CTE materialization strategy - Hologres - Alibaba Cloud Documentation Center

A Common Table Expression (CTE) is a feature in SQL that simplifies complex queries and improves readability. When a CTE is used, the optimizer can materialize its result set. This process temporarily stores the result set for reuse in subsequent parts of the query.
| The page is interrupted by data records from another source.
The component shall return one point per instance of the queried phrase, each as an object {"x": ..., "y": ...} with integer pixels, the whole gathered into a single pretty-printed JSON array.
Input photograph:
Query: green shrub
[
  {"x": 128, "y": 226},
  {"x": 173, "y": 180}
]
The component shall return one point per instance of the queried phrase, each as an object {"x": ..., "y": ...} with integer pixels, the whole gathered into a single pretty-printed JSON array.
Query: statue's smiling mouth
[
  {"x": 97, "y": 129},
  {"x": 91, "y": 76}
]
The CTE reuse strategy determines how the optimizer reuses the CTE to avoid repeated computations and improve query performance.

Set the CTE reuse strategy

In Hologres, the optimizer can automatically determine whether to reuse a CTE based on the SQL execution plan.

In versions earlier than Hologres V3.2, you can control CTE reuse using only the Grand Unified Configuration (GUC) parameter optimizer_cte_inlining.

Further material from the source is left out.